Security News

  • Microsoft is spending resources taking down botnets (via HNTV).  I’m happy for this decision, as Microsoft does have the ability to provide a lot of knowledge regarding how botnets misuse their operating systems.
  • Want to hack Android phones?  Just use malicious QR codes (and put them up on posters in various areas; people love clicking on things they shouldn’t), or put out an app which has Internet access permissions and read a lot of HTC logs.  Right now, cell phone security is almost nonexistent.  People assume that they don’t need any kind of security, and that nothing bad could happen—it’s just a phone, right?  An analogy that I saw was that cell phone security is approximately at Windows 98 levels.  As I said, almost nonexistent.

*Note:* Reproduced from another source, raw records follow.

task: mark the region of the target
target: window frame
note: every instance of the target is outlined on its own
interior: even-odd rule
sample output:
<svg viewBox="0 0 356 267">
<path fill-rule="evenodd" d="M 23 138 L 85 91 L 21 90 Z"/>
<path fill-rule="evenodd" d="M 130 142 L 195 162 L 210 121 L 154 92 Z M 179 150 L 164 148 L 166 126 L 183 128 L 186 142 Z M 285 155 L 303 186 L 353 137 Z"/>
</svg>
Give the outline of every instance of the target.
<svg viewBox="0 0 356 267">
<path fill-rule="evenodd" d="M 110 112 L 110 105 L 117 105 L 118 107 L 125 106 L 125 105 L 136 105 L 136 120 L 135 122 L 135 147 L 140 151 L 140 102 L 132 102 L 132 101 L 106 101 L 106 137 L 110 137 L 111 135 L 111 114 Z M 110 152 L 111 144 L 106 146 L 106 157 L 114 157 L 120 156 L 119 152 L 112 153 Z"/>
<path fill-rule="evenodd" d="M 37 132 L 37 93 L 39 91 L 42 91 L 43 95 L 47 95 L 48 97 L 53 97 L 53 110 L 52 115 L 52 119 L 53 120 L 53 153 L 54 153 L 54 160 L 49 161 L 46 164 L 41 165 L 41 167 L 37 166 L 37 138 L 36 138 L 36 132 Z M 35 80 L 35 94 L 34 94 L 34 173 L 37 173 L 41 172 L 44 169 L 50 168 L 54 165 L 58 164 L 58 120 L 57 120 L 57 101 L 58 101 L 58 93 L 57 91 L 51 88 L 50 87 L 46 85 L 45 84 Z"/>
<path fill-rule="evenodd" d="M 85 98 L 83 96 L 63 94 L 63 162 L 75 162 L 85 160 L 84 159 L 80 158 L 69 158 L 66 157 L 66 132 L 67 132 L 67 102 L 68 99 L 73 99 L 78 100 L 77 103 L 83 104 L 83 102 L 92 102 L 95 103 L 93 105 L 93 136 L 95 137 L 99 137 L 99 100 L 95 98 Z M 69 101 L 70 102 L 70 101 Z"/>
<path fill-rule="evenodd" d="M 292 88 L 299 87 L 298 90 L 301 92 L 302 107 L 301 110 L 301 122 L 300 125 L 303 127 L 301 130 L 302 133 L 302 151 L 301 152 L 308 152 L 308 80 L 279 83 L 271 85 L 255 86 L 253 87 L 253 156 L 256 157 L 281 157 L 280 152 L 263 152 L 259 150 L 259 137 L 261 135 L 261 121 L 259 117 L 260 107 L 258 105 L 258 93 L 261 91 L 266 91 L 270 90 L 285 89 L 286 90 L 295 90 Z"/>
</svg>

  • What happens when a government designs a Trojan Horse?  Yukabacera at The Daily WTF forums describes the Bundestrojaner.  I have not yet read the Computer Chaos Club’s report (in German), but I look forward to it.  It sounds like the type of thing we should all be afraid of:  when governments build backdoors into applications or try to get their own code in to spy on people, what prevents bad guys (assuming that government officials themselves aren’t bad guys or don’t abuse their power to spy on plumbers) from hijacking that same code?  The existence of a vulnerability is scary enough, and unlike private vulnerabilities, the government may deem this one “necessary,” meaning that people couldn’t remove it.